Il libro di Gianfranco Fini sul futuro della libertà

di Domenico Giampetruzzi
«Cominciamo proprio dalla mia generazione, quella dei “baby boomers”, chiamati così perché venuti al mondo in un periodo di esuberanza demografica nel nostro emisfero. Le persone appartenenti a tale generazione, quando avevano la vostra età, hanno amato in modo smisurato la libertà. E l’hanno reclamata, per così dire, a trecentosessanta gradi. Dalla famiglia alla scuola, dalla musica alla moda, dall’amore alla politica e in tante altre cose ancora, compresi i rapporti sociali e familiari tra uomini e donne».

Lo ha scritto nero su bianco Gianfranco Fini nel libro denominato "Il futuro della libertà. Consigli non richiesti ai nati nel 1989 edito dalla Rizzoli che è possibile acquistarlo in edicola. Il saggio di scienza politica della terza carica dello Stato ha attirato l'attenzione del mondo politico, giornalistico e istituzionale. Nuovi attacchi sono giunti dal fronte amico del centro- destra al presidente Fini.
In particolar modo il coordinatore nazionale del Pdl, Sandro Bondi, ha criticato Fini perchè nel suo libro non ha riconosciuto il valore di Silvio Berlusconi. Il Giornale della famiglia Berlusconi ha colto l'occasione per attaccare nuovamente il presidente Fini reo di essersi spostato a sinistra. L'ex leader di An ha replicato a Bondi dicendo di aver preso un abbaglio in quanto nel libro non parla di nessun personaggio politico, ecetto per Giulio Tremonti ma non per una questione politica ma per l'importanza di un suo saggio, ma bensì di riflessioni politiche su prospettive e valori di riferimento.

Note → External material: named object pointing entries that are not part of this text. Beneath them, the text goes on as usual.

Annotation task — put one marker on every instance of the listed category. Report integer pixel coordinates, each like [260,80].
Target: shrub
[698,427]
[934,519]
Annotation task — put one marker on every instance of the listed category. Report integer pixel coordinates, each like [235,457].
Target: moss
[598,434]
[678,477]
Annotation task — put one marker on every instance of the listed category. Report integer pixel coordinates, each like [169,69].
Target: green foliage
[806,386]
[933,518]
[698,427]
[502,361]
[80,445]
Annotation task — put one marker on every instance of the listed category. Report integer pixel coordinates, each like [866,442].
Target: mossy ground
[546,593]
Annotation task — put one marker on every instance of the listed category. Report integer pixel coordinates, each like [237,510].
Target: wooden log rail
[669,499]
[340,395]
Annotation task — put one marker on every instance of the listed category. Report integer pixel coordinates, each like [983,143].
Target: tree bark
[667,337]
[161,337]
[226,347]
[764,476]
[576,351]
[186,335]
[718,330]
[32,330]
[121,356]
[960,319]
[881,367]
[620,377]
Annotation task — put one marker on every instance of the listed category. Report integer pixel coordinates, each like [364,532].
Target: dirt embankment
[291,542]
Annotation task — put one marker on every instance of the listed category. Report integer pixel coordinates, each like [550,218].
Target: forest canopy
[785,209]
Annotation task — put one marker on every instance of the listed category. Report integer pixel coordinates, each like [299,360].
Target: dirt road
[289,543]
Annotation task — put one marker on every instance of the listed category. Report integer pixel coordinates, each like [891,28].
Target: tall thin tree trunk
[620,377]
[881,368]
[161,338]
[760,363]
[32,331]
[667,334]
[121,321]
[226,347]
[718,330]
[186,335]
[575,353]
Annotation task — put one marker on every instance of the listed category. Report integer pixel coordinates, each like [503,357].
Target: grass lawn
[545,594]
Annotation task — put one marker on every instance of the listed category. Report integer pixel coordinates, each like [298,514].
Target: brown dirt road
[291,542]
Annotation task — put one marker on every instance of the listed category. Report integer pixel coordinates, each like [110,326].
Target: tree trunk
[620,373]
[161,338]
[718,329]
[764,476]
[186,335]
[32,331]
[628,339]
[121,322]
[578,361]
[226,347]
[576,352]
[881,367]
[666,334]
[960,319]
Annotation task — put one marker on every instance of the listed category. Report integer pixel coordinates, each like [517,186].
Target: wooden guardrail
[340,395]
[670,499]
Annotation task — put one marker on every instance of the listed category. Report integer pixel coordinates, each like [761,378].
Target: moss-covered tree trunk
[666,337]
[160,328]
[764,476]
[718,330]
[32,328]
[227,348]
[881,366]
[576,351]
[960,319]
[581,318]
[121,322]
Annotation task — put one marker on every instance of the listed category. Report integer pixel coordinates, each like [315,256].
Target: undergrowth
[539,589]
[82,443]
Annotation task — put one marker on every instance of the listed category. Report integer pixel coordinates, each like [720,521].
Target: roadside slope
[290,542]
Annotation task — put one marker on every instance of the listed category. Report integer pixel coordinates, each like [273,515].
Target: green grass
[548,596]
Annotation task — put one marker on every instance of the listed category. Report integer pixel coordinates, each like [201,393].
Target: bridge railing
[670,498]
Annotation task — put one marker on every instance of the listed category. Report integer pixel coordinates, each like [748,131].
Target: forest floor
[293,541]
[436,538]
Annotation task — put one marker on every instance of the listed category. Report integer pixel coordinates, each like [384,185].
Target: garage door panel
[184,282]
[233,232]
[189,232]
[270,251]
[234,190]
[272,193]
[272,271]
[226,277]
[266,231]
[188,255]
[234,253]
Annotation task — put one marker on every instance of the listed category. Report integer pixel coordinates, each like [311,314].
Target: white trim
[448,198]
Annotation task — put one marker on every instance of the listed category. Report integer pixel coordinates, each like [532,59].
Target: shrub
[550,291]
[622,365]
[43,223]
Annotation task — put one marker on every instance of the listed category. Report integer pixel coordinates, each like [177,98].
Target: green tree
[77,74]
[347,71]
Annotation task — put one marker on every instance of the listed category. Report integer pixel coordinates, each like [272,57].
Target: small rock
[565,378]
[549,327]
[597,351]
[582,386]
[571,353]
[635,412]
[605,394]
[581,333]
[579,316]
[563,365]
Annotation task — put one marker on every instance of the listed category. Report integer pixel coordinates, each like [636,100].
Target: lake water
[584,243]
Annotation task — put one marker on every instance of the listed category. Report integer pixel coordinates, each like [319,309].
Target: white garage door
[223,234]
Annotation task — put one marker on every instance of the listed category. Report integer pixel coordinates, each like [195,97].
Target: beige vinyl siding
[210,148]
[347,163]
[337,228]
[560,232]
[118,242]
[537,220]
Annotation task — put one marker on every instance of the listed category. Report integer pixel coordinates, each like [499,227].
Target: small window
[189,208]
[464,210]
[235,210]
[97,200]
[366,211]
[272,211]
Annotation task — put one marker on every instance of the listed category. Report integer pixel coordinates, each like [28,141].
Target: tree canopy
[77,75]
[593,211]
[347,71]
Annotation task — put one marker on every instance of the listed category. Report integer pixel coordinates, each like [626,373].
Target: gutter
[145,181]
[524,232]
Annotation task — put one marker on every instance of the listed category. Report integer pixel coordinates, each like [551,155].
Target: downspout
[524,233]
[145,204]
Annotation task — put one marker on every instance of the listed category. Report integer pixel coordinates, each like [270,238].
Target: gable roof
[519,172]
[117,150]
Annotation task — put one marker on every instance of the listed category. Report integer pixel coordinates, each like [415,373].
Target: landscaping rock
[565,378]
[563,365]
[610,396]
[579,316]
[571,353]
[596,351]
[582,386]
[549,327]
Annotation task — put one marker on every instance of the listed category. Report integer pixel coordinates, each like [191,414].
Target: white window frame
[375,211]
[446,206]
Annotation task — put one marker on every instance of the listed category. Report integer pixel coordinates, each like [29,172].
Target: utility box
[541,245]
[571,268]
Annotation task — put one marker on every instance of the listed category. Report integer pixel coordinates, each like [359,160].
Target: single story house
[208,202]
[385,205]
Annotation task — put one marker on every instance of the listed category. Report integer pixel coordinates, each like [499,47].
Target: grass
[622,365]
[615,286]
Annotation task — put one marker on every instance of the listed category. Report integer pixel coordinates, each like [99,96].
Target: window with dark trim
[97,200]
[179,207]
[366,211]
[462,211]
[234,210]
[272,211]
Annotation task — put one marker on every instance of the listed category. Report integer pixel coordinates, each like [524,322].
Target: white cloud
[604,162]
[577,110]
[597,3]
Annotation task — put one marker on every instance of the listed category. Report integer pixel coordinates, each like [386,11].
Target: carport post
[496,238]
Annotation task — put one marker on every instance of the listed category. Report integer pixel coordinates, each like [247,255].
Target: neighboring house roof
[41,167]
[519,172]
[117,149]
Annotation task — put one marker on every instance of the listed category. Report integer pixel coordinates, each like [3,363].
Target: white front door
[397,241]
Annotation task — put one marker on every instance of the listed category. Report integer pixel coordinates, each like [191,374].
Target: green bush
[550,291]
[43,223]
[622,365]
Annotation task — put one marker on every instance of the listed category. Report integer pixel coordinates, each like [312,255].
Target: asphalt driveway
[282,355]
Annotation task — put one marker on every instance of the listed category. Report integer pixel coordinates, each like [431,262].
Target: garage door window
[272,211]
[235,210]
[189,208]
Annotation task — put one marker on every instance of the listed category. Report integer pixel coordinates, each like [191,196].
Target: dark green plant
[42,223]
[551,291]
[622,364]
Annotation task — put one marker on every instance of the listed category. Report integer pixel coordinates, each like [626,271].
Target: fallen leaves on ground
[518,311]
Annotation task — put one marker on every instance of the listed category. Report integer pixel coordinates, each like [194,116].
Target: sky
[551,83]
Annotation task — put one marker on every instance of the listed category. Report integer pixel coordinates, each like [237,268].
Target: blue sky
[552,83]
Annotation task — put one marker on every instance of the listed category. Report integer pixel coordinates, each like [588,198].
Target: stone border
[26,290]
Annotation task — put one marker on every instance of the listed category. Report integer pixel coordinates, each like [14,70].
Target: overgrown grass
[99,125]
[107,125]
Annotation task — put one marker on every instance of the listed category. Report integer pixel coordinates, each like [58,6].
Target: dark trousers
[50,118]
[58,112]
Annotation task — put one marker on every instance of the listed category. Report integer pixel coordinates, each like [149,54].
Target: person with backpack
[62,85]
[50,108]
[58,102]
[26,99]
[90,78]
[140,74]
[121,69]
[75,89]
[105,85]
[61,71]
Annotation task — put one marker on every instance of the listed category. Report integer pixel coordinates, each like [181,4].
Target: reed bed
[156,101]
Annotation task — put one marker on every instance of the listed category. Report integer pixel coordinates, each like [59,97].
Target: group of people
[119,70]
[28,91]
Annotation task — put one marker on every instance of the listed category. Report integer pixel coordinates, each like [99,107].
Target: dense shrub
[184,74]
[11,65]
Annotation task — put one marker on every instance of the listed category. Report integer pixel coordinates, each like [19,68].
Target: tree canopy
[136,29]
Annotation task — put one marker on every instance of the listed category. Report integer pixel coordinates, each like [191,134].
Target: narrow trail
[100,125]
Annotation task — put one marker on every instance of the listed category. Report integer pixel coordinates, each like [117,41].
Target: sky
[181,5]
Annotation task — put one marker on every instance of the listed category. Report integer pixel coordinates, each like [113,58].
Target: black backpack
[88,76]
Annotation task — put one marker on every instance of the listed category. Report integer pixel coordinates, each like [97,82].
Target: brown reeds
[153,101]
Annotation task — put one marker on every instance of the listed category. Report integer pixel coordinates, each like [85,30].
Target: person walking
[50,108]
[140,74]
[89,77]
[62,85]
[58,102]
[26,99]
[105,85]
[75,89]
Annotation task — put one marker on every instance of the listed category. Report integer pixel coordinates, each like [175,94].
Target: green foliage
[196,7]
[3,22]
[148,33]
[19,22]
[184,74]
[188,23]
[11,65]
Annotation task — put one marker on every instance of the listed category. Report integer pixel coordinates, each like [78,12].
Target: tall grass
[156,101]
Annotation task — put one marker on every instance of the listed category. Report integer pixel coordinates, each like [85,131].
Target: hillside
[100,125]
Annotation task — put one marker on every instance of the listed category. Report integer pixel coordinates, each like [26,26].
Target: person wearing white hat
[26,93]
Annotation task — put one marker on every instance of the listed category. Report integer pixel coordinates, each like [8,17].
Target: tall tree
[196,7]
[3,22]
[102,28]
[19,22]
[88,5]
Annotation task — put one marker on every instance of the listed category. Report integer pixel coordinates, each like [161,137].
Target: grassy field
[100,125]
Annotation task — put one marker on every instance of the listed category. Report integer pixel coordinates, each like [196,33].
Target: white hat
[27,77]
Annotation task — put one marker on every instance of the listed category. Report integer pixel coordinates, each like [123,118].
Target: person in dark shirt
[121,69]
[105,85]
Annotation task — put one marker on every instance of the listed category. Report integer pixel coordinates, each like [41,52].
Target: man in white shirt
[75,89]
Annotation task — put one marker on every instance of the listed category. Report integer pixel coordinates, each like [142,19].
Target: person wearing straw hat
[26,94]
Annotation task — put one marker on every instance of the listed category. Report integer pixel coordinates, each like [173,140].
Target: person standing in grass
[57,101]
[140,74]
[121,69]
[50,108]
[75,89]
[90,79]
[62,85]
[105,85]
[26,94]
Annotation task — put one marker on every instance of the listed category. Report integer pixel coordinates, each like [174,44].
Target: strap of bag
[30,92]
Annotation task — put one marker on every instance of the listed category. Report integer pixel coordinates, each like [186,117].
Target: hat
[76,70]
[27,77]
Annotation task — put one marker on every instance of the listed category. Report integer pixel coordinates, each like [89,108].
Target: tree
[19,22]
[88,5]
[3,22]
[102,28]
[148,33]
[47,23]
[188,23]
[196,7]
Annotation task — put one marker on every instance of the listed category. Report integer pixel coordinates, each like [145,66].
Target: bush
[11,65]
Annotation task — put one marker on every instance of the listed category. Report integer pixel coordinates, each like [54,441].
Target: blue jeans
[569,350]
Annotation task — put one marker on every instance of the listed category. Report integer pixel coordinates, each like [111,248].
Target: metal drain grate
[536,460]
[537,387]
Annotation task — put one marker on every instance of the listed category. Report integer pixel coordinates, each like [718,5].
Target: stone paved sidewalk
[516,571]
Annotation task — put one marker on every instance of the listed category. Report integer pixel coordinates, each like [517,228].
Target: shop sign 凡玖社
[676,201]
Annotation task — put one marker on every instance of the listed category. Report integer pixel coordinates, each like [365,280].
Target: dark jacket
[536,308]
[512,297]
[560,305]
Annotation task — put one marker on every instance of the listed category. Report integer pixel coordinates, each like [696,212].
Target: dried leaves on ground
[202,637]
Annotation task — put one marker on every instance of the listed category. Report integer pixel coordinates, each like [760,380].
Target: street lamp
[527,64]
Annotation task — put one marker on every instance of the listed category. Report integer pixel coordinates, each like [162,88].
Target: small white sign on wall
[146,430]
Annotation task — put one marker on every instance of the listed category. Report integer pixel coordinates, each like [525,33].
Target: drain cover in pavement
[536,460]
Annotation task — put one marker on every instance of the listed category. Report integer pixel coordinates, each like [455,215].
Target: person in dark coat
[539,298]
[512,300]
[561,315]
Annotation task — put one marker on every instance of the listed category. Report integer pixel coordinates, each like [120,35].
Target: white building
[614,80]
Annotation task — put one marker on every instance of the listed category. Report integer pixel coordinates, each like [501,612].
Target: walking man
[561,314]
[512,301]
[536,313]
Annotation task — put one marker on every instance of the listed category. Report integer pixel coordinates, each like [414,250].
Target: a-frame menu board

Un importante passaggio nel libro Fini lo dedica al 1968. «Le ragazze mie coetanee, almeno quelle più consapevoli, sono scese in strada protagoniste della loro vita, senza più ruoli rigidi, senza più discriminazioni per via del genere, senza più essere costrette a una funzione socialmente subalterna rispetto agli uomini. È stato un fenomeno imponente. I giovani della mia generazione hanno occupato la scena sociale proprio in quanto tali. Sono stati i primi a farlo. E non c’è dubbio che abbiano impresso una svolta decisiva alla società occidentale.
«L’anno nevralgico è il 1968. La voglia di cambiamento dei ragazzi europei esplode in forma di contestazione politica. La protesta parte dalle università e l’anno successivo dilaga nelle scuole e nelle fabbriche. Gli studenti cominciano a mobilitarsi contro il potere accademico e poi passano ad attaccare ogni forma di autorità, da quella statale a quella familiare. I giovani contestatori indirizzano le loro proteste su mille obiettivi, ma il "nemico" è percepito come unico. È una sorta di entità metafisica: lo chiamano "il sistema". Il 1968 ha osservato lo storico Paul Ginsborg fu molto più di una protesta contro la misera condizione studentesca; fu una rivolta etica, un rilevante tentativo di rovesciare i valori dominanti dell’epoca».